Tips to minimise spoilage in silage bales:
- The denser the bale the better, this will vary depending on the baler used but where there is less air in the bale a better fermentation occurs keeping the nutrients in the silage.
- Minimum of 4 layers of wrap for wet silage, 6 for drier silage (IGERs research showed fermentation benefits and more effective barrier to oxygen with 6 layers, hence less wastage (8 layers was not cost effective).
- Every time a bale is spiked or moved oxygen gets in, even before wrapping. Keep handling to a minimum and if bales need to be moved try and do it within 8 hours of wrapping before fermentation really starts. Even using a squeeze grab allows oxygen to enter once the grab is released.
- If bales are wet, it is always better not to stack them at all and have them in single rows but in many cases with large numbers of bales, this is not practical. If bales are wet stacking two high on their round end is okay, three high if bales are drier. Above this height stacks can become unstable and cause a safety issues as well as nutrient losses due to misshapen and squashed bales.

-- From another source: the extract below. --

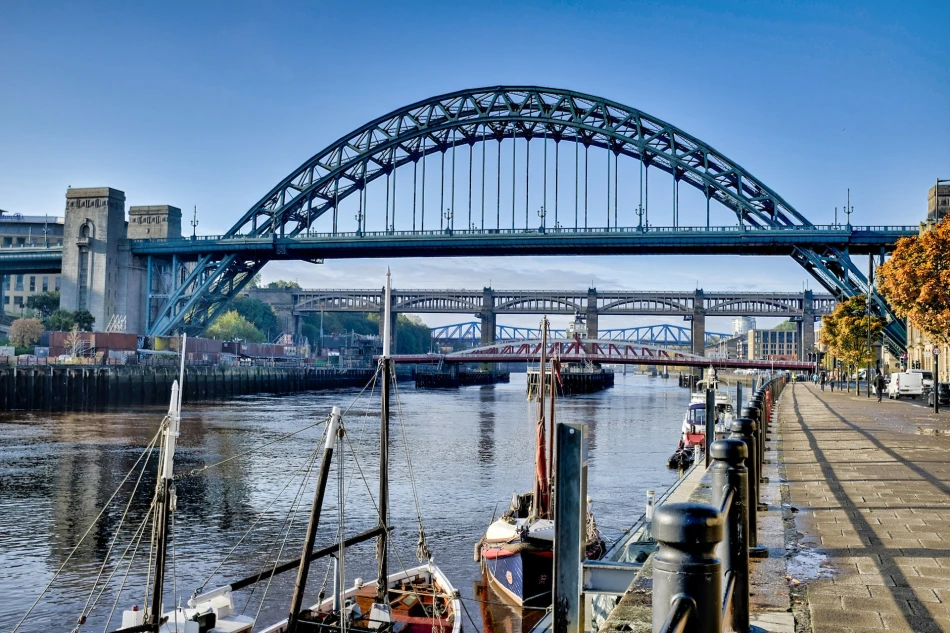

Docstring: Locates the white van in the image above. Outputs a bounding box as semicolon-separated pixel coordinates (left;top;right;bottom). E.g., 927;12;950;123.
887;372;924;400
907;369;934;391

- Avoid storing wet bales on their can (flat end on the ground). If wet bales stored in this way the stack will likely collapse causing a safety issues and also nutrient losses due where bales have moved. On the flat side is a good way to store drier bales, two high is advisable, overlapping the upper bales half on half on the lower bales.
- Think about the site selection ensuring it is dry and level (for safety) and that bales are protected from birds, rodents etc.
- If bales are all to be used on one site is tube lining an option rather than individual bales? This saves on plastic and there is not the losses or safety concerns of stacking bales especially if they are wet.